Braille board game made at Hereford college could be national first

Unlucky 7 is the Braille board game created by Young Enterprise students at RNC.The iAGames team is (from left to right), Collin Perreira, Scott Perkins, Serkan Atila, Alex Green (M.D.) & Haydar Ali-Ismail. Photo by James Maggs. (4591425)

Unlucky 7 is the Braille board game created by Young Enterprise students at RNC.The iAGames team is (from left to right), Collin Perreira, Scott Perkins, Serkan Atila, Alex Green (M.D.) & Haydar Ali-Ismail. Photo by James Maggs. (4591429)
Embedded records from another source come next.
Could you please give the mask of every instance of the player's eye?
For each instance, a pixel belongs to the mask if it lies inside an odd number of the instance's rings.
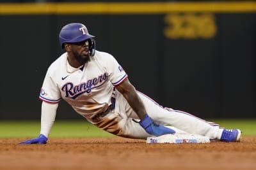
[[[80,41],[80,42],[72,43],[72,44],[76,45],[78,45],[78,46],[83,46],[86,43],[86,41],[88,41],[87,39],[84,40],[84,41]]]

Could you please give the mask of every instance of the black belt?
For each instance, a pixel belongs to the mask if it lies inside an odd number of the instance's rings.
[[[111,97],[111,104],[110,104],[110,106],[108,106],[108,109],[105,111],[103,111],[100,113],[97,114],[96,115],[93,117],[92,118],[92,119],[93,120],[95,120],[99,117],[105,117],[106,115],[108,115],[109,113],[109,111],[111,111],[111,110],[113,110],[115,109],[115,105],[116,105],[116,99],[114,97]]]

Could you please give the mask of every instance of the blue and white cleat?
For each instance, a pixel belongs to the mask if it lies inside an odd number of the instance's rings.
[[[237,129],[223,129],[221,137],[220,138],[221,141],[225,142],[238,142],[240,141],[241,131]]]

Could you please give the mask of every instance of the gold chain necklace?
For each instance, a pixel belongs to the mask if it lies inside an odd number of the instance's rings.
[[[79,67],[76,68],[76,69],[73,70],[72,71],[69,71],[68,69],[68,64],[69,64],[68,61],[68,54],[67,54],[66,70],[67,70],[67,73],[70,73],[70,74],[73,73],[74,72],[77,71],[77,70],[79,70],[81,67],[83,67],[84,66],[84,64],[83,64],[82,66],[79,66]],[[72,67],[72,68],[74,68],[74,67]]]

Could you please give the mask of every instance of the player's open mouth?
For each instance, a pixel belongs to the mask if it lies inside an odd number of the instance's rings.
[[[88,50],[84,50],[84,51],[83,51],[82,53],[83,53],[83,55],[88,55]]]

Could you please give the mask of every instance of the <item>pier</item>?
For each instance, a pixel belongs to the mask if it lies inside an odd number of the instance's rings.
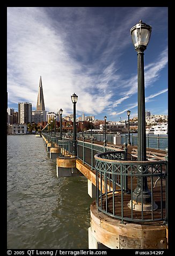
[[[127,143],[105,146],[93,139],[42,136],[57,177],[88,179],[88,193],[94,199],[90,249],[168,248],[167,151],[147,148],[147,160],[141,161],[137,147]]]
Unlucky 7 is the Braille board game created by Young Enterprise students at RNC.The iAGames team is (from left to right), Collin Perreira, Scott Perkins, Serkan Atila, Alex Green (M.D.) & Haydar Ali-Ismail. Photo by James Maggs. (4591434)

First published in News

BUSINESS-minded students at a Hereford College believe they may have created a nationwide first.

The young enterprise students at the Royal National College for the Blind (RNC) have spent months working on "Unlucky 7" – a Braille board game – and believe it could be the first of its kind.
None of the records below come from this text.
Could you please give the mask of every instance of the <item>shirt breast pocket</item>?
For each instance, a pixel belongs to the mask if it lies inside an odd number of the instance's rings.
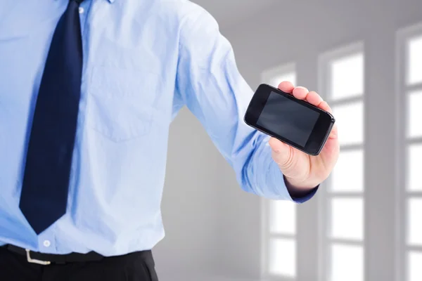
[[[87,126],[115,143],[150,131],[158,75],[148,71],[95,66],[87,89]]]

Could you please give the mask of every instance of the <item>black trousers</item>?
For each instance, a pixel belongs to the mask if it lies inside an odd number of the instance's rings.
[[[84,261],[41,266],[0,247],[1,281],[158,281],[151,251]]]

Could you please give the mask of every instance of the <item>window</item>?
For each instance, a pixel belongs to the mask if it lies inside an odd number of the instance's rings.
[[[422,280],[422,25],[397,34],[399,279]],[[403,126],[404,125],[404,126]]]
[[[363,281],[364,266],[364,56],[362,44],[324,53],[320,93],[333,109],[340,155],[322,195],[321,278]]]
[[[283,81],[296,84],[294,64],[262,74],[262,82],[277,87]],[[296,206],[288,201],[262,199],[263,264],[266,278],[294,280],[297,275]]]

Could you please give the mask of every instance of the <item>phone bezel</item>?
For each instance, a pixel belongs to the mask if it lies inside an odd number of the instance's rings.
[[[257,124],[257,120],[267,103],[268,98],[271,92],[275,92],[279,95],[281,95],[295,103],[298,103],[311,110],[316,111],[319,114],[319,117],[308,140],[307,141],[305,146],[300,145],[290,140],[280,136],[271,130],[264,128]],[[322,110],[320,108],[316,107],[314,105],[311,105],[305,102],[305,100],[298,100],[291,94],[285,93],[279,89],[274,88],[270,85],[266,84],[260,84],[255,94],[253,95],[249,105],[246,110],[244,117],[245,122],[270,136],[274,137],[283,143],[288,143],[288,145],[311,155],[317,155],[321,152],[322,148],[325,145],[329,133],[333,128],[333,125],[335,122],[334,117],[329,112]]]

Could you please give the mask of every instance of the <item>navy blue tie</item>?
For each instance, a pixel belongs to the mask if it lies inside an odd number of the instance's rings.
[[[34,113],[19,207],[37,234],[66,212],[82,71],[80,2],[70,0],[56,27]]]

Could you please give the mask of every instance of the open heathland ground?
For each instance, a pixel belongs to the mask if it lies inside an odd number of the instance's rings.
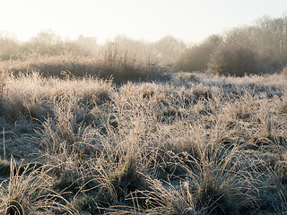
[[[1,74],[1,214],[287,212],[283,73]]]

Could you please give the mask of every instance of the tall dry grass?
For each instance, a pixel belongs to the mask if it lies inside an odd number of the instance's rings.
[[[6,73],[1,210],[286,211],[285,81],[182,73],[115,86],[87,76]]]

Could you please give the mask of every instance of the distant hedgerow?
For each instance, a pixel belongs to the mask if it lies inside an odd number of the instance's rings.
[[[213,74],[244,76],[258,73],[257,53],[241,44],[218,47],[208,62],[207,72]]]

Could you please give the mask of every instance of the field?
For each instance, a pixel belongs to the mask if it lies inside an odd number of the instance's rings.
[[[287,213],[283,73],[2,71],[1,214]]]

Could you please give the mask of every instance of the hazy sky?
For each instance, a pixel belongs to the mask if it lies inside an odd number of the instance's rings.
[[[287,14],[287,0],[0,0],[0,32],[26,40],[51,29],[99,41],[126,35],[154,41],[172,35],[197,42],[213,33]]]

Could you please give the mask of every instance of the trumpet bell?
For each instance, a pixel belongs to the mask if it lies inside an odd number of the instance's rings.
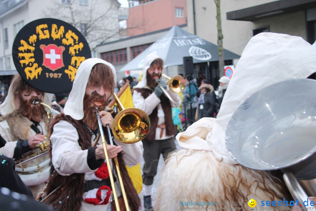
[[[114,118],[112,130],[114,136],[126,144],[133,144],[143,140],[148,133],[150,121],[144,111],[136,108],[126,109]]]
[[[174,76],[169,80],[168,86],[170,90],[175,93],[180,93],[185,86],[183,77],[179,75]]]

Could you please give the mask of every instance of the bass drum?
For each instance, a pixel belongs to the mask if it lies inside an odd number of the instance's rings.
[[[49,178],[51,159],[48,155],[34,159],[15,171],[27,186],[35,185],[47,181]]]

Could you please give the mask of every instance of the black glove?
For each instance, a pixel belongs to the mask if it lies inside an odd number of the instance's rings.
[[[160,79],[158,79],[157,81],[157,83],[161,85],[163,87],[164,89],[165,90],[167,88],[167,86],[166,85],[166,84],[162,80]],[[155,90],[154,90],[154,92],[155,93],[155,94],[156,94],[156,95],[158,98],[160,97],[160,96],[162,94],[163,91],[161,89],[161,88],[160,88],[160,86],[159,85],[157,85],[157,86],[155,88]]]

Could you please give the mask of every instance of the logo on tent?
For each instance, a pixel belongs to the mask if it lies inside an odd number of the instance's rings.
[[[210,59],[212,56],[210,52],[198,47],[192,46],[189,49],[190,55],[196,59],[206,61]]]

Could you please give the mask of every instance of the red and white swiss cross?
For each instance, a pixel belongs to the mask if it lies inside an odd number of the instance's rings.
[[[43,65],[54,71],[64,66],[63,60],[63,52],[65,47],[59,47],[54,44],[50,44],[47,46],[41,45],[40,47],[43,50]]]

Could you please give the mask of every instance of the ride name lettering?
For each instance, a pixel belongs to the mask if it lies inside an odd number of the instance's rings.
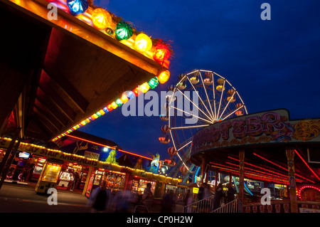
[[[229,139],[230,132],[234,138],[242,139],[245,137],[257,137],[265,134],[270,136],[274,132],[281,131],[286,125],[287,119],[276,112],[267,112],[261,117],[252,116],[244,120],[228,121],[218,126],[213,125],[198,132],[193,138],[194,145],[215,142],[221,139]]]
Designed and created by iAGames – the student company behind the product – Unlucky 7 asks players to take it in turns to roll two dice and then cover up the corresponding number on their board.

The first to cover all numbers is the winner but with "chance" cards in the mix and "unlucky sevens" the direction of the game can change at any time.

iAGames Managing director Alex Green said: "The Royal National Institute for the Blind doesn’t sell Braille board games so this is very unique.

"We started by making a game for sighted people first, although we were always considering a Braille version too.

“Then we had a stall at the Christmas Cracker event and sold a fair amount of travel versions of the sighted games, both during the day and afterwards.

“But a lot of people were interested in Braille as well. The Braille version is taking a lot longer to complete and requires a lot of effort but we have been working on it twice a week."

RNC student Haydar Ali-Ismail said: "In general it’s a lot bigger than the sighted version. We decided to make bigger playing cards and chance cards and experimented with velcro and other products to see what people would prefer but in the end used clear paper for the Braille.

"We were very lucky that, because this took place at the RNC, there were experts we could consult.

"We made 150 cards and the minimum number of games we are going to make will be 10. We have also been approached about the possibility of making a French version."

The Braille version of the game will be sold for £12.99 while the non Braille version will be priced at £5.99.